Photo by Studio Art Smile from Pexels

For the better part of a decade, India has been the world"s back office, but now it looks like it is heading into a new direction. As part of the country"s Union Budget for this year, the Indian government announced a sweeping tax holiday for foreign data center operators, provided they are servicing customers located outside India.

This means that cloud providers like AWS, Microsoft Azure, and Google Cloud will be able to serve global customers and earn revenue without paying a cent in Indian taxes. There are, of course, guardrails.

To protect the domestic tax base, these foreign giants must route services for Indian customers through a local reseller entity, which will be taxed as usual. But most power-hungry tasks, such as training AI models, inference, and serving customers outside India, would essentially become tax-free.

Historically, multinational companies have been hesitant to put too many assets in India because of tax disputes. The government would often disagree with companies on how much tax they owed, leading to years of court battles. This new policy addresses that head-on with something called a "Safe Harbour", where the government has set a fixed operating margin of 15% for these transfer pricing calculations between a company"s Indian and foreign entity. This acts as a pre-signed peace treaty, where, as long as companies declare this 15% margin, the government promises to accept it without scrutiny.

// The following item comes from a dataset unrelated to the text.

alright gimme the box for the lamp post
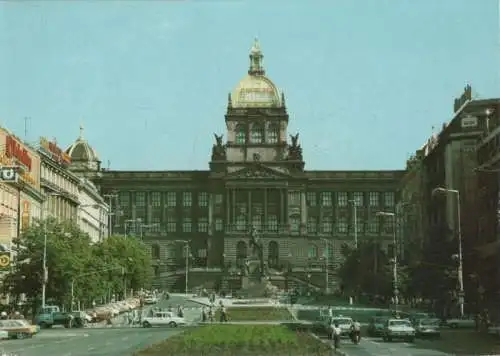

There has been an increasing shortage in the global data center market for compute, as AI models are increasingly becoming popular and more and more workloads are now dependent on them. Traditional hubs like Virginia, Singapore, and Ireland are facing severe constraints on power and land.

However, the move is unlikely to create a massive employment boom in the country. Unlike the smartphone assembly lines by Apple and Foxconn that employ tens of thousands of workers, data centers are notoriously capital-intensive but labor-light.

This isn"t the first time India has lured big tech data centers. Microsoft and Amazon, both, have set up multibillion-dollar data center operations in the country. Google is also playing catch-up in terms of physical footprint and announced a data center that will be built in the Indian coastal city of Visakhapatnam.